Keith Patterson: Stone Cold & Blue (self released)
Out of South Carolina, Mr. Keith Patterson provides us with guitar driven, hard-edged blues music that fills venues and has people dancing like no one is watching. With the opening riffs (which have a feel of ‘School’s Out For Summer’) he sets the stage for a rollicking eleven cut release that has enough style and energy to please just about everyone.
‘Take Me Down To Charleston’ is a fast paced shuffle that hails the virtues of that town in South Carolina that is becoming the home for some seriously good blues bands and venues to hear them in. Some fine slide work provided by Todd Roth, serves us up a bit of grease otherwise provided by some pork BBQ and roasted oysters on the track.
A particularly fine track is ‘Keep The Blues Alive’ where he wears the title like a badge of honor and vows to do whatever it takes to do just that. Nasty guitar work that leads us to poignant lyrics and a visit over the edge of a failing relationship is served up in ‘Shades of Gray’.
Mr. Patterson’s song writing is emotional and heart felt, there is a passion to it that is amplified by the instrumentation and provides us with a solid sound scape. Though not all hard driving and fierce, the majority of cuts are. He does show us the ability to change gears and gives us a slower paced vocals and songs. From declarations of what is inevitable in ‘Time For A Change’ to ‘Fascination’ which is a more electric slow burner where he implores his lady to close their eyes and let the other become their fascination. This cut has a slight feel of some of the earlier rock-blues hybrids that came about in the late nineties early aught’s, but with a true blues spirit to it.

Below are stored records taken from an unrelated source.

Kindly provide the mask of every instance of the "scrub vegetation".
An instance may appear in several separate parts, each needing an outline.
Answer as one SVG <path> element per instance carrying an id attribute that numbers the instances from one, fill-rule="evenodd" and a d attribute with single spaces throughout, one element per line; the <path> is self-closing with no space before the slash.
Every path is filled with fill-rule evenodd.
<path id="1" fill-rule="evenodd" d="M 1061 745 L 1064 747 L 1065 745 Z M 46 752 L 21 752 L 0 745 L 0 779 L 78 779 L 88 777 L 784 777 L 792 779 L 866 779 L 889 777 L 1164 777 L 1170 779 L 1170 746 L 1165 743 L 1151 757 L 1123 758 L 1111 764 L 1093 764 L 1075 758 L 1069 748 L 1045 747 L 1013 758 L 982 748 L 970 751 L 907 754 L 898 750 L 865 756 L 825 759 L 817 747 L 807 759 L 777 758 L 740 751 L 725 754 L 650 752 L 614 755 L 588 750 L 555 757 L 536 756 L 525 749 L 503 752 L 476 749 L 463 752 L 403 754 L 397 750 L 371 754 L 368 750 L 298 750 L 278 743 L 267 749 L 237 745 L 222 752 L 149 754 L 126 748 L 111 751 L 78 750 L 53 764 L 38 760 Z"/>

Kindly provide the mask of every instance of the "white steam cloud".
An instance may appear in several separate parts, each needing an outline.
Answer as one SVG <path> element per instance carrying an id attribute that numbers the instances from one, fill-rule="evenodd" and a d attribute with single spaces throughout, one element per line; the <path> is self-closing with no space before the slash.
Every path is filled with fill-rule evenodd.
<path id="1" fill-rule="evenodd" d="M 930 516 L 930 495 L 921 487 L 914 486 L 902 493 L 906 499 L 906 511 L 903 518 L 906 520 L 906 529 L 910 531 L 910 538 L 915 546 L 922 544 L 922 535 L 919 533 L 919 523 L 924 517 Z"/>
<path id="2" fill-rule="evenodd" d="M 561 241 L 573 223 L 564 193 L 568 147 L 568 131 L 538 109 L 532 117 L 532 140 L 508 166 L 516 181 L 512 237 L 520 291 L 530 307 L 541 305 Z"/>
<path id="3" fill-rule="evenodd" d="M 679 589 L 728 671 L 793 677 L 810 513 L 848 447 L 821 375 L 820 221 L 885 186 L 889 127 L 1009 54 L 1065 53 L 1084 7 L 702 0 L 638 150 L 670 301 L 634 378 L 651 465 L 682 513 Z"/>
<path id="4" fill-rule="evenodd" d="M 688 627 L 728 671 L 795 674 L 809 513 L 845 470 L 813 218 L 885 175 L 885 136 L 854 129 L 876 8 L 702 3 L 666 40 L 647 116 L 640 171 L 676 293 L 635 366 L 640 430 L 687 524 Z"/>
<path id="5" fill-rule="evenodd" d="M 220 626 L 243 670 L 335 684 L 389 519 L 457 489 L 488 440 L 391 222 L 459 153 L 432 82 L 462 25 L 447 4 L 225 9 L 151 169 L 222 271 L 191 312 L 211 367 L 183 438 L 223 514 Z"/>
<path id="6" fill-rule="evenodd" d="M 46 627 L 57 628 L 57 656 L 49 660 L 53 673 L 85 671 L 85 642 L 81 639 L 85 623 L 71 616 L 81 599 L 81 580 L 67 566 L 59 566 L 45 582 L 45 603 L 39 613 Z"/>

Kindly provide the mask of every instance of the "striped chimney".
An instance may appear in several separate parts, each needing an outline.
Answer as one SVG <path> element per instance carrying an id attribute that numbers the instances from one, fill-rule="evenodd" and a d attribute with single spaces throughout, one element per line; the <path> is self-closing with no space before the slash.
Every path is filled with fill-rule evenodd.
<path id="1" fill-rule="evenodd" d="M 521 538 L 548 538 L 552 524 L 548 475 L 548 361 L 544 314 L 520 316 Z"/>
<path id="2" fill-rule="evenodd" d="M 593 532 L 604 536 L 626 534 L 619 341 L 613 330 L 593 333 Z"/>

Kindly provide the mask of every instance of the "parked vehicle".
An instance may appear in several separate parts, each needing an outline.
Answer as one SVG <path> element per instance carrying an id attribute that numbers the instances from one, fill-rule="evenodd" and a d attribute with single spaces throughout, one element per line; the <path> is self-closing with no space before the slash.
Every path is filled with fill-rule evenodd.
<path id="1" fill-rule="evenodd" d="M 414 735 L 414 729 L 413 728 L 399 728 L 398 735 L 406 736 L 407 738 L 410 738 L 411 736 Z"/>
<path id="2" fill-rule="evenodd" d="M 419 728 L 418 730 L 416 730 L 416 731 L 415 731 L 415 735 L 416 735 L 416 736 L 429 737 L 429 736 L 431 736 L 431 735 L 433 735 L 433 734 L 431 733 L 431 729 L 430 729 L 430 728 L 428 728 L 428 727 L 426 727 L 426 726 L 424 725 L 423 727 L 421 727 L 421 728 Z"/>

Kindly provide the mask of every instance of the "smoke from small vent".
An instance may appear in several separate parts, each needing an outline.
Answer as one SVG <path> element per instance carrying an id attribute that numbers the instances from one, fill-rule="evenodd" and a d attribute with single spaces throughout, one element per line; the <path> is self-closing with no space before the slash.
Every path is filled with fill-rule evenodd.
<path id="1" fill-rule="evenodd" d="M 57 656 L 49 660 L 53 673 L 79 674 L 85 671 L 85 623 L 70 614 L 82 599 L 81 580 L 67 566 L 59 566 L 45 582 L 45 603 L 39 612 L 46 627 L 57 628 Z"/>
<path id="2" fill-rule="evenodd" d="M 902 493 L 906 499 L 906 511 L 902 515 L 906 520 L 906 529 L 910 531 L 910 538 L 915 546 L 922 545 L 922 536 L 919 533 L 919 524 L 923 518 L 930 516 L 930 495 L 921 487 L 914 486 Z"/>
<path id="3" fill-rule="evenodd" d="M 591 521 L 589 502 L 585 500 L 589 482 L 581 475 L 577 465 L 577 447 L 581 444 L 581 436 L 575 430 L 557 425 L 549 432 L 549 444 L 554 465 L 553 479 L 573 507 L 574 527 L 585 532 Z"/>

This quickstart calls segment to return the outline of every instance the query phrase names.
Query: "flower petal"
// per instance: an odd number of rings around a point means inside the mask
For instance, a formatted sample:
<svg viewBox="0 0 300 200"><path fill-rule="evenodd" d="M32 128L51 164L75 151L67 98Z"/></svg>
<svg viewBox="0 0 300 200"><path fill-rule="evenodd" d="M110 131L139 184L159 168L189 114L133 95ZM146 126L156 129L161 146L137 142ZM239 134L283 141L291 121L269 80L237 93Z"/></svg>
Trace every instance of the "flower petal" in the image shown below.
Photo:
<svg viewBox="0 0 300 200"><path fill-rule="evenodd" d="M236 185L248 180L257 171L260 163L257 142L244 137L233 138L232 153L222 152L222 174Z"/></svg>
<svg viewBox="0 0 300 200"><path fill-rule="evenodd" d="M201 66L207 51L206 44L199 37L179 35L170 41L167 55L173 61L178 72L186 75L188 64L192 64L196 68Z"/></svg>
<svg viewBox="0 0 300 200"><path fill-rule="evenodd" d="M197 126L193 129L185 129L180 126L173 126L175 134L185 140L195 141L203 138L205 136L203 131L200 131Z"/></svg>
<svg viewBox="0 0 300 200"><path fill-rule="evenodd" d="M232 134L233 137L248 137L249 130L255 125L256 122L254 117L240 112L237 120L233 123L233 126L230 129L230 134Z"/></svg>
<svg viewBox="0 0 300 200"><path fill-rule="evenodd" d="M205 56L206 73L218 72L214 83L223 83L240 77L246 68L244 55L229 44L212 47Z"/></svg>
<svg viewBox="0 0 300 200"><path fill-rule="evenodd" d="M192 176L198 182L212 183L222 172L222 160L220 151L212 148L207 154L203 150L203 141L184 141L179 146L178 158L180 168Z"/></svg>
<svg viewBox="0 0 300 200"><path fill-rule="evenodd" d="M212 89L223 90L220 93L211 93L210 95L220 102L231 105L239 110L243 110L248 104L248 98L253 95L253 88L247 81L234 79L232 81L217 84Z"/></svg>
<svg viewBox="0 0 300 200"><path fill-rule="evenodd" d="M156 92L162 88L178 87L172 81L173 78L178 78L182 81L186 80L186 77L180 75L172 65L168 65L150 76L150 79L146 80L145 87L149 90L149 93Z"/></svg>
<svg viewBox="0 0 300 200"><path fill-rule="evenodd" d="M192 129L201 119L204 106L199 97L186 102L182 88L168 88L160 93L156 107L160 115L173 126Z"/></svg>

A solid release that gives us a glimpse at what Mr. Patterson can do and where his influences lie. Pat Travers, Joe Bonamassa, early Led Zep, as well as the likes of B.B. King, Jeff Healy and Eric Clapton and just enough funk to keep it dirty and original. With this solid first release I am looking forward to his next release, and if I he is playing anywhere near me in South Carolina I will most certainly go see him perform.
So while these artists might be new to some, or even all, of us they certainly are worth listening to. They are all adept at their brand of blues and their spirit level is on the rise. Would be a nice gift to turn someone on to some new blues folks this holiday season.